RetriesLimitReachedException: Item Operation AppendToStreamOperation

Tomas_Jansson · April 4, 2016, 10:28am

We are seeing this sometimes when we write to event store. It looks like the event(s) has been written to event store, so I don’t understand why are experiencing this.

The complete message is:

EventStore.ClientAPI.Exceptions.RetriesLimitReachedException: Item Operation AppendToStreamOperation (b33c645b-b436-4c72-83b6-fc319a5a9312): Stream: FT-Konsesjon-026dd87a-0d7d-4ac0-a9fd-6207b8bacc0d, ExpectedVersion: -2, retry count: 10, created: 08:20:55.872, last updated: 08:21:27.088 reached retries limit : 10

Any ideas?

Greg_Young1 · April 4, 2016, 10:29am

It means it retried 10 times without getting an explicit "write events
succeeded" message back.
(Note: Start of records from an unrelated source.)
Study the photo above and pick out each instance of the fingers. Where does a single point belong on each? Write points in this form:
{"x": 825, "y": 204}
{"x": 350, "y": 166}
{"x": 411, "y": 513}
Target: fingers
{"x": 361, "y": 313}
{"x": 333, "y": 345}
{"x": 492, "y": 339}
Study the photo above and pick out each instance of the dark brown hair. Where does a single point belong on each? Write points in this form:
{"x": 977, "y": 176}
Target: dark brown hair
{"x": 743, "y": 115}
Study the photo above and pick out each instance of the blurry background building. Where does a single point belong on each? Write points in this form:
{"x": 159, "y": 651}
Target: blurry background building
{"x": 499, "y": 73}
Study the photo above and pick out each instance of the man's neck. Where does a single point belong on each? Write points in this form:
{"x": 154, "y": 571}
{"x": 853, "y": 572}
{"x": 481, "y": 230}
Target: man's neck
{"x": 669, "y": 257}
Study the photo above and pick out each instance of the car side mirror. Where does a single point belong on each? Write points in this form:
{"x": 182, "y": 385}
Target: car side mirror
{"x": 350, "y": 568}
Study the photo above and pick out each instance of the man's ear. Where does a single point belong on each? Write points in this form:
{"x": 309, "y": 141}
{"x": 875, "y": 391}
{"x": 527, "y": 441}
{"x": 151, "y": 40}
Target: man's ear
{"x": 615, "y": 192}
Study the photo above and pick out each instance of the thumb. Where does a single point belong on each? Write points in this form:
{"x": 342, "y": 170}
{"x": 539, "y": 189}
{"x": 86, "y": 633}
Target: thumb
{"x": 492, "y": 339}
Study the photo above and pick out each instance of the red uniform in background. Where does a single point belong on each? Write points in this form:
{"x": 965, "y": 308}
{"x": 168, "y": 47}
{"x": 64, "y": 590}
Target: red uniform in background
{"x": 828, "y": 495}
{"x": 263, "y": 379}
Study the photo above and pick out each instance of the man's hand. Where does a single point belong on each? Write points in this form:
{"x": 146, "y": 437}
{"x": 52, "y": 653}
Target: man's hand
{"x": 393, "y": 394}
This can happen due to timeouts/dropped
connections/etc etc. The write may or may not have succeeded (it may
just be it got a timeout instead of a result)
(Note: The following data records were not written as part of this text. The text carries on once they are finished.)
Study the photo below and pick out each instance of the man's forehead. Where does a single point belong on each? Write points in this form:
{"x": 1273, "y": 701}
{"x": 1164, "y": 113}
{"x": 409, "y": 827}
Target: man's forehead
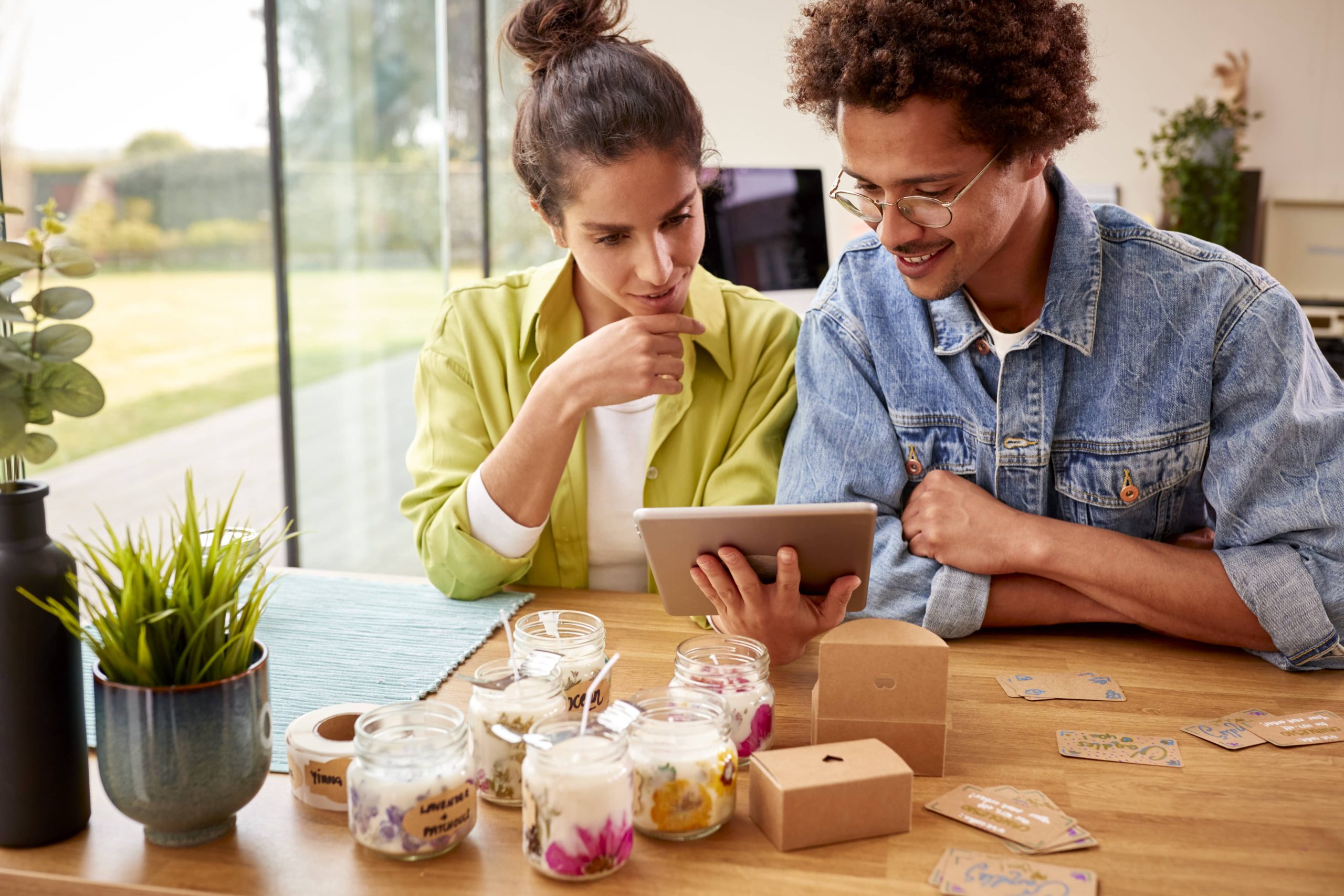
{"x": 920, "y": 141}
Tomas_Jansson · April 4, 2016, 10:41am

Thanks. That basically what I expected. We have to run over a SAN that has some issues with it, so that is probably what causing it.
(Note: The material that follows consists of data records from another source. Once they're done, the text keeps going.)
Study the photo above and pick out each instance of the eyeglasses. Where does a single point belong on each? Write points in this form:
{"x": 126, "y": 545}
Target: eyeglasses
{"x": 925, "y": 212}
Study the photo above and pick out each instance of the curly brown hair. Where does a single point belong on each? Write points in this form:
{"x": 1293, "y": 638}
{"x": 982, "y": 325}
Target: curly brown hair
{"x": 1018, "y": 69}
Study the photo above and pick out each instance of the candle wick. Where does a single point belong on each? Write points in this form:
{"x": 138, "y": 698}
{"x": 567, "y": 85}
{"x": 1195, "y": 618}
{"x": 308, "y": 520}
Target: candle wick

We are seeing some "—!!! VERY SLOW QUEUE MSG " and "SLOW QUEUE MSG ", that’s probably a good indication that timeout is the problem I guess.

–Tomas

Greg_Young1 · April 4, 2016, 11:00am

What is the

-!!! VERY SLOW QUEUE MSG

?

Also what environment is this?

Greg

Tomas_Jansson · April 4, 2016, 11:57am

This is actually our prod environment, and the message is from the log file to event store.

Greg_Young1 · April 4, 2016, 12:04pm

I mean what is the actual log message and what does the environment
look like? Is it networked disk etc?

Tomas_Jansson · April 4, 2016, 12:14pm

Yes.

It is a network disk. That’s what we get at our customer. There were a couple of slow queue messages at the same time:

[PID:02516:009 2016.04.04 08:21:14.469 TRACE QueuedHandlerMRES ] SLOW QUEUE MSG [StorageWriterQueue]: WritePrepares - 36083ms. Q: 0/8.

[PID:02516:009 2016.04.04 08:21:14.469 ERROR QueuedHandlerMRES ] —!!! VERY SLOW QUEUE MSG [StorageWriterQueue]: WritePrepares - 36083ms. Q: 0/8.

[PID:02516:009 2016.04.04 08:21:48.781 TRACE QueuedHandlerMRES ] SLOW QUEUE MSG [StorageWriterQueue]: WritePrepares - 34309ms. Q: 0/5.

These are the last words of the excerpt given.